Teriba, 37, is an entrepreneur, mediator and a strategist. She holds a BSE and MSE from Carnegie-Mellon University in Electrical and Computer Engineering, and has worked for sustainable community solutions in several countries.
Teriba has broken into one of the most difficult industries in Nigeria to become the owner of the country’s first gold refinery. She started with trading in minerals, specifically lead, and has continued to move up in the $2 trillion mining value chain.
Nere Teriba has made history by becoming the first and youngest Nigerian to refine gold locally.
Teriba is the vice-chairperson of Kian Smith. The company started the construction of the gold refinery in the South Western Ogun State in December 2018 and completed by the end of the first half of 2019.

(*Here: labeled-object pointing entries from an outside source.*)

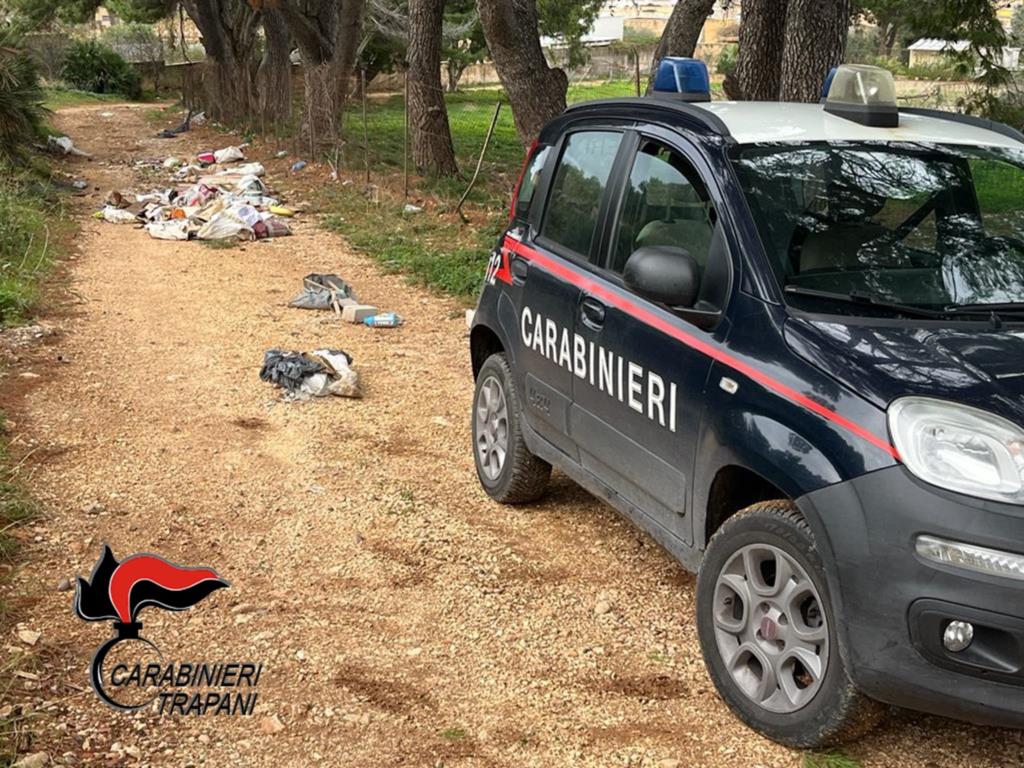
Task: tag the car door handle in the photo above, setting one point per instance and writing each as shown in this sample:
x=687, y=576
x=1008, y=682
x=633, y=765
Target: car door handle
x=520, y=267
x=593, y=312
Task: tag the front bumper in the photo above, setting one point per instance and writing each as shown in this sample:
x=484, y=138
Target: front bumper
x=892, y=605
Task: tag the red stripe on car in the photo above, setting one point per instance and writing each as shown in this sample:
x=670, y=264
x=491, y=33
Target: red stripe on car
x=645, y=315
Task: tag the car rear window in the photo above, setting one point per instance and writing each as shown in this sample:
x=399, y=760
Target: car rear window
x=583, y=173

The gold refinery is actually in operation now with gold supply for the outfit coming mainly from the Zamfara, Kebbi and Kwara states and also other parts of Africa.
“Kian Smith has a memorandum of understanding with a supplier to bring gold from Ghana, Sierra Leone and Tanzania,” Teriba said.
“The refinery will initially be able to produce 3 metric tons of gold each month, and 1 ton of silver, supplying Nigeria’s Central Bank, as well as the jewelry and electronic industries,” Kian Smith said in a statement.
She said she learnt doggedness from her father, the former Olu of Warri. But her business achievements are so massive, they couldn’t have been due to her background. She noted they are supernatural. Nonetheless, her achievements, according to her, are not without challenges, adding there is no cloud without a silver lining.
Through her company Kian Smith Trade & Co., Teriba wants to develop Africa’s mining industry, starting from Nigeria and West Africa. She is bent on solving Nigeria’s challenges of not getting royalties from artisanal and small-scale miners (ASMs), who – according to her – produce most of the minerals in circulation in the West African country.
Additionally, Teriba is aiding miners to get more from mining, formalizing their operations and helping them adopt sustainable mining practices.
“One of the major reasons several small-scale miners are not formalised is because of royalty payments. But we have found a way around this,” Nere said. Adding, “One of the incentives we want to give our suppliers is paying royalties on their behalf.”
“We have a huge potential to be a Dubai for Africa,” she stated. “However, there is a lot that needs to be done to propel the sector forward.”
Nigerian Minister of State for Mines and Steel Development Abubakar Bawa Bwari initiated the construction of the first gold refinery with the help of indigenous minerals company, Kian Smith Trade & Co Ltd in Ogun State.